In the towns the attraction is a cheap and plentiful potent brew. Buganu has a piquant taste, sweet but with a tongue-tingling aftertaste.
“Its effect is insidiously wonderful,” says Sonnyboy Dube, an aficionado from Manzini. “Its power is not like a kick; it creeps up on you, then takes over.”
For weeks Swazis are titillated by news reports of lovers whose inhibitions, at least publicly, are overcome by buganu. The clergy seems resigned to the bus rank and roadside copulations, while police are besieged with stock theft reports.
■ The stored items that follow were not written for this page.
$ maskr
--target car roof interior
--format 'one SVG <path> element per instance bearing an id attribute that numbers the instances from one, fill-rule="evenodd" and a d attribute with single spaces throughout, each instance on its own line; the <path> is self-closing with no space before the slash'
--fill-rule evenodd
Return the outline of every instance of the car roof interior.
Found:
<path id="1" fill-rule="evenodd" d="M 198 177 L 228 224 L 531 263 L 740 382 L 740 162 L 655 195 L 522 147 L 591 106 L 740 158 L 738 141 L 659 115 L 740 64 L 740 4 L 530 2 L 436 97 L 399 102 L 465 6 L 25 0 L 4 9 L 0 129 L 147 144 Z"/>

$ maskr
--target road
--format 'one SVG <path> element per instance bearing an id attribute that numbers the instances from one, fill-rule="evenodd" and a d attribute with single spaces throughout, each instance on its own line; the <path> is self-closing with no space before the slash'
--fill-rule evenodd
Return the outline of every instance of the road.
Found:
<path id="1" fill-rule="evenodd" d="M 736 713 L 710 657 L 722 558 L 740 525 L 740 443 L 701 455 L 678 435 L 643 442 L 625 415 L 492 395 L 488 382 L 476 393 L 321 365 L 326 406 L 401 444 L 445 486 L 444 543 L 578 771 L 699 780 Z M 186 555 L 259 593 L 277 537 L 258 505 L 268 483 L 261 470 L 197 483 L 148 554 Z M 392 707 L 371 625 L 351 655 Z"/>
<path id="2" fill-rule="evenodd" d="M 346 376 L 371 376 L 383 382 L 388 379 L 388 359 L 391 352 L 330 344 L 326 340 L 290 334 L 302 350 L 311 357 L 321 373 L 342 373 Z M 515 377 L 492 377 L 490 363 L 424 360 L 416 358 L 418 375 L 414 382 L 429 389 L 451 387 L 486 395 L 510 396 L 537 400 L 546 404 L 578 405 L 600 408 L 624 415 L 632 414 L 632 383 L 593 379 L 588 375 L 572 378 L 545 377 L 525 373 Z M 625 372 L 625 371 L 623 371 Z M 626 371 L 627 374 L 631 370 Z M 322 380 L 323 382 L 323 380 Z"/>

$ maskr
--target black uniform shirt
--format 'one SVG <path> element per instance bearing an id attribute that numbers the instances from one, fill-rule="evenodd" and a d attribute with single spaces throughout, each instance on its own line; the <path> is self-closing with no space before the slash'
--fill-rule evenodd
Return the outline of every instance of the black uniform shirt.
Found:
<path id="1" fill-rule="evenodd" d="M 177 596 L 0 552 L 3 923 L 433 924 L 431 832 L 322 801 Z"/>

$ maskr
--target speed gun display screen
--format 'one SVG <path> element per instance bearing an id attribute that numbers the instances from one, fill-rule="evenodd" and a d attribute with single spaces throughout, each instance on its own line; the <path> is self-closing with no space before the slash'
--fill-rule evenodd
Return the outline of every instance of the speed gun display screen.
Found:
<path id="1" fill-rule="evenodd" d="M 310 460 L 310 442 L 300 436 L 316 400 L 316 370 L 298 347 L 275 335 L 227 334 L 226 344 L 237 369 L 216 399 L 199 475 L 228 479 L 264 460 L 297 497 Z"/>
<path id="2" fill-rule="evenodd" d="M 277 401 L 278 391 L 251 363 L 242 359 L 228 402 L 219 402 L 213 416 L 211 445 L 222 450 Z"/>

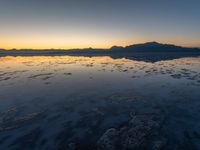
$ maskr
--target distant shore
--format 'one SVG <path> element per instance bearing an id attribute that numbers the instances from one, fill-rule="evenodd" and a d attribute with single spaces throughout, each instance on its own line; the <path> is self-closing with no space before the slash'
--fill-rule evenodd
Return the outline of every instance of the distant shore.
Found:
<path id="1" fill-rule="evenodd" d="M 200 48 L 186 48 L 170 44 L 148 42 L 126 47 L 113 46 L 110 49 L 71 49 L 71 50 L 0 50 L 2 56 L 111 56 L 145 61 L 159 61 L 181 57 L 198 57 Z"/>

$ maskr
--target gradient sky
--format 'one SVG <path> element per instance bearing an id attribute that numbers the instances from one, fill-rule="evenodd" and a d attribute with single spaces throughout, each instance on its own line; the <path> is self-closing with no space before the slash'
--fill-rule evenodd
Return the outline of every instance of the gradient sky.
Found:
<path id="1" fill-rule="evenodd" d="M 0 0 L 1 48 L 200 47 L 200 0 Z"/>

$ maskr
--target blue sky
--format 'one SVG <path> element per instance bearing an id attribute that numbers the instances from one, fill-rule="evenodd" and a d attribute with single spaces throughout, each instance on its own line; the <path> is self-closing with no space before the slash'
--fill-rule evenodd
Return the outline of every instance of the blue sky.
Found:
<path id="1" fill-rule="evenodd" d="M 200 47 L 199 0 L 0 0 L 0 47 Z"/>

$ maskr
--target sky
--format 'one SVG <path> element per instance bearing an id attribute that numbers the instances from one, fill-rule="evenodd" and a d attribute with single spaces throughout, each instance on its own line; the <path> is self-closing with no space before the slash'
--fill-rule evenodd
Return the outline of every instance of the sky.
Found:
<path id="1" fill-rule="evenodd" d="M 200 47 L 199 0 L 0 0 L 0 47 Z"/>

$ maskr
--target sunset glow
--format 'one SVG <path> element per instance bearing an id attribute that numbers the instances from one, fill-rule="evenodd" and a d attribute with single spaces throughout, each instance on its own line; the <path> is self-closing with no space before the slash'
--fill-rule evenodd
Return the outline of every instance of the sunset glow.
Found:
<path id="1" fill-rule="evenodd" d="M 0 48 L 110 48 L 148 41 L 200 47 L 199 2 L 180 2 L 1 0 Z"/>

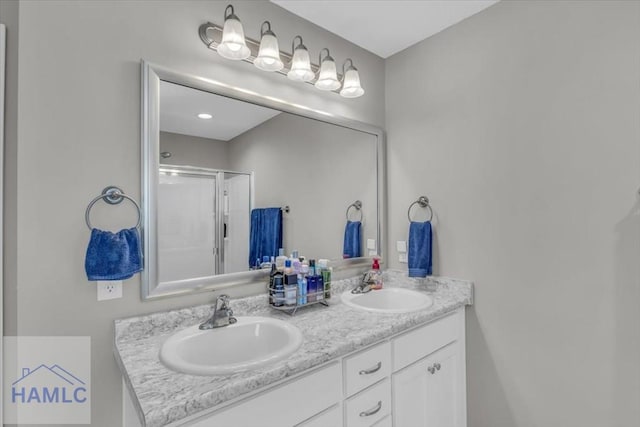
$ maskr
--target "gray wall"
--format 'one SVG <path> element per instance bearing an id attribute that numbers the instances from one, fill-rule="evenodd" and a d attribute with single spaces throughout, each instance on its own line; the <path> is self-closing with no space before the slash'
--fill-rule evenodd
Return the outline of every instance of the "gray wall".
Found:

Among the beliefs associated with buganu is that it is Africa’s most potent aphrodisiac brew. The stuff also inspires a craving for meat, just at a time when Swaziland is experiencing a beef crisis due to an outbreak of foot-and-mouth disease. Fat goats disappear from kraals and it is more than highway traffic that accounts for missing livestock, which lazy herd owners allow to graze unsupervised along median strips.
“The appeal of Swazi buganu in towns and I think in South Africa too has a lot to do with nostalgia for the country life many Africans have left behind,” says Manzini bottle store owner Charles Fakudze, who has little choice but to shrug off the loss of revenue the season invariably brings to his business.